Speaking at the World Economic Forum in Davos in January, U.S. climate envoy John Kerry echoed that sentiment, declaring that the solution to a changing climate was “money, money, money, money, money.” Not to be outdone, former Vice President Al Gore, stated at the U.N. Cop 27 climate summit in November that fossil fuels were “a culture of death” and demanded $4.5 trillion dollars per year to replace the oil and gas industry with wind, solar, and batteries.

The threat to humanity, activists say, is so dire that cost should not be a factor. But for those who may be curious about costs, Mark Mills, a senior fellow at the Manhattan Institute and a professor at Northwestern University’s School of Engineering and Applied Science, has attempted to calculate them.

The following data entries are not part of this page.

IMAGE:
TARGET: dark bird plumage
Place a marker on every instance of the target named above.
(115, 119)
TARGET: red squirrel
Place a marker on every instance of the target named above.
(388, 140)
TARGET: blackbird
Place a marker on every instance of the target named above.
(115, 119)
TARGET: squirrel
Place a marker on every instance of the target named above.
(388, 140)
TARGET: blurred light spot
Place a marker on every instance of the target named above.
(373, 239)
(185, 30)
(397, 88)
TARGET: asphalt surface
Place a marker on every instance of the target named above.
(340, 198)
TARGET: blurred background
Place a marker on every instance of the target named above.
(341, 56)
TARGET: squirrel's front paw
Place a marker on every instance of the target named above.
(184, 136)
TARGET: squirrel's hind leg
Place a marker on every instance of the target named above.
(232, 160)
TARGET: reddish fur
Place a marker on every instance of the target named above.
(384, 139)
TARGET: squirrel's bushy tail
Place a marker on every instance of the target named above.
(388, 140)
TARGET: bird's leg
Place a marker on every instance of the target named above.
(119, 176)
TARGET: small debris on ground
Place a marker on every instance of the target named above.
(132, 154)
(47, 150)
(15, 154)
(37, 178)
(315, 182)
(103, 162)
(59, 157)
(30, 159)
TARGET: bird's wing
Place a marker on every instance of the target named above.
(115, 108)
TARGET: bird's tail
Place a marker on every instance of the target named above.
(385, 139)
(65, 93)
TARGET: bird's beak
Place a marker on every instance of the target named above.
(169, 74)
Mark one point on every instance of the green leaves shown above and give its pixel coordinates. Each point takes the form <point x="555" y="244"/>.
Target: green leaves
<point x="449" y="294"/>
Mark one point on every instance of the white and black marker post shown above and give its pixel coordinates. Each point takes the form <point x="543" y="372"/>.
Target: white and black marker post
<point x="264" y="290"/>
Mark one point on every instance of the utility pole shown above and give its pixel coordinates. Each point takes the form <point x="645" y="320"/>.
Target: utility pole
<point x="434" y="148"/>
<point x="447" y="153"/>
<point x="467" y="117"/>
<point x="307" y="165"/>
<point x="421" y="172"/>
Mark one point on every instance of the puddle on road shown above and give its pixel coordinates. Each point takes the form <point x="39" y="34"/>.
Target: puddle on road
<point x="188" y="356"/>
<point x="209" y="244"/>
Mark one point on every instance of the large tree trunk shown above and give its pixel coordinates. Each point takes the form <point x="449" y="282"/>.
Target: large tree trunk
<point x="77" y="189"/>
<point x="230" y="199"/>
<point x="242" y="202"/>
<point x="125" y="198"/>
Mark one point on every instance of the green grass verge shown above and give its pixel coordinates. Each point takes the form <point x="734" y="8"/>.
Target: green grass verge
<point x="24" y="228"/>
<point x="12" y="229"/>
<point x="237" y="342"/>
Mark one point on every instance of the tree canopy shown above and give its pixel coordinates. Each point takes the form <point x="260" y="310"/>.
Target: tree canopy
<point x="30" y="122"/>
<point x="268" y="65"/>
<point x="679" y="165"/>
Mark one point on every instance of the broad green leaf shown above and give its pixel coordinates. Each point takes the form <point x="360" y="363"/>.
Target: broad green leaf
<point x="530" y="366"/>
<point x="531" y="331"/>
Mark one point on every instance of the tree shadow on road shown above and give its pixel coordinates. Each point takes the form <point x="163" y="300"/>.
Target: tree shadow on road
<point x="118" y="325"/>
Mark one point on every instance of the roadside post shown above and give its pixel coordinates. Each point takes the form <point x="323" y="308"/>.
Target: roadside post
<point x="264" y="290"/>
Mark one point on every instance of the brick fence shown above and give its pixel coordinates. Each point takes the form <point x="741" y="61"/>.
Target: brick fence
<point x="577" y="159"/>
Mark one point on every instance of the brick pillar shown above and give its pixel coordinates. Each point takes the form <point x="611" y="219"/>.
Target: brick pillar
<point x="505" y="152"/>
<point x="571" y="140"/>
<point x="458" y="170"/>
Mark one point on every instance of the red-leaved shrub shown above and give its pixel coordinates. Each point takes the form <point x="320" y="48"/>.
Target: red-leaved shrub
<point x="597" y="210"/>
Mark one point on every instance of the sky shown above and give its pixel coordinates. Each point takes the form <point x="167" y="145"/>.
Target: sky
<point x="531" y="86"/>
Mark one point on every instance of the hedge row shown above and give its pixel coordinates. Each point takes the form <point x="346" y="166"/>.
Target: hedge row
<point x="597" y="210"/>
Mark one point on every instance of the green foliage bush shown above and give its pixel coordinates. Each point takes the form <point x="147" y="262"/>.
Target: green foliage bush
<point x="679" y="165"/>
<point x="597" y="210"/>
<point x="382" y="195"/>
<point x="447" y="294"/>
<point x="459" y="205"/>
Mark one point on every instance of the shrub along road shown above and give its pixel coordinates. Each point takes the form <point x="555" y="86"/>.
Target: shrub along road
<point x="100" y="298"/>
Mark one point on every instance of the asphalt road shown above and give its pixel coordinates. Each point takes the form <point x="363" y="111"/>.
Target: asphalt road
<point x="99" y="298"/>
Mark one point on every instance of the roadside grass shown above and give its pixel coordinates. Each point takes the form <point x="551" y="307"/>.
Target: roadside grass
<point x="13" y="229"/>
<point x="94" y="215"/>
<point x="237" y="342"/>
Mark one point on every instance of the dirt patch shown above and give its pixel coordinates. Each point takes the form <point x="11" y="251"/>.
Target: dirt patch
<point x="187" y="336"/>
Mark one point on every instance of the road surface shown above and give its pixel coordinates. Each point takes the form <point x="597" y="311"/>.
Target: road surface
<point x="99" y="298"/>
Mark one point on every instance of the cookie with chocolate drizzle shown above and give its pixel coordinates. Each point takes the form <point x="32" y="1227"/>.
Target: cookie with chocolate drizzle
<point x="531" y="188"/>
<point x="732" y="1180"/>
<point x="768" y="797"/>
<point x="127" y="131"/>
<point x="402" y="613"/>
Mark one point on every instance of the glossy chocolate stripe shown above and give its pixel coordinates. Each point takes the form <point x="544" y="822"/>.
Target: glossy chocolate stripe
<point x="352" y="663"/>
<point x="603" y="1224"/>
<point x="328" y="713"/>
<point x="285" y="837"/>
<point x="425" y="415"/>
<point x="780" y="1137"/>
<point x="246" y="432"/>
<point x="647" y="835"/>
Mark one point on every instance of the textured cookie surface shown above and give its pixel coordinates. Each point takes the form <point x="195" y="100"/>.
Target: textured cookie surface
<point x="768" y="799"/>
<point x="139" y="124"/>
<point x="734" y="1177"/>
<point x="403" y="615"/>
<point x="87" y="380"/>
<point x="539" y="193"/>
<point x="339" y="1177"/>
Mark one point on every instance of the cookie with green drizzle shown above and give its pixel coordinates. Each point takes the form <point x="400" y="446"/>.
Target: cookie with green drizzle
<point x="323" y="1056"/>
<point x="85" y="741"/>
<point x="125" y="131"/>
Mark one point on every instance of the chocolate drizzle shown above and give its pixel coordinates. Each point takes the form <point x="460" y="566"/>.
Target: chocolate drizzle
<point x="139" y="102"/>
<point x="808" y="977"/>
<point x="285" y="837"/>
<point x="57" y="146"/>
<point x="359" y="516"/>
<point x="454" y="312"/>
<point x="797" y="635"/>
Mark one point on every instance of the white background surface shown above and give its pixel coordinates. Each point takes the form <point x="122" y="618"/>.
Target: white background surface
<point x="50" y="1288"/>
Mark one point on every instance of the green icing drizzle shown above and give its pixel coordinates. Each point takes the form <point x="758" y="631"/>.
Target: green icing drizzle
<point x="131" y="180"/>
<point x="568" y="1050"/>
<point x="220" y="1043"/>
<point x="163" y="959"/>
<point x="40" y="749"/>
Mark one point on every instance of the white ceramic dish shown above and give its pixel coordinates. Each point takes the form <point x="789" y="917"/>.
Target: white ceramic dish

The task of replacing fossil fuels is immense: currently oil powers 97 percent of all the world’s transportation; natural gas accounts for 40 percent of all industrial energy use and 25 percent of global electricity; and coal powers 40 percent of global electricity and 70 percent of steel production. Overall, 84 percent of the world’s energy usage comes from fossil fuels.

The transition to renewables entails “going from a system dominated by liquid hydrocarbons and gaseous hydrocarbons to one dominated by solid minerals and rocks and metals,” Mills told The Epoch Times. Because minerals are less energy dense than fossil fuels, he said, “it takes, depending on the machines, somewhere between 1,000 percent and 5,000 percent greater use of minerals to produce the same amount of energy.”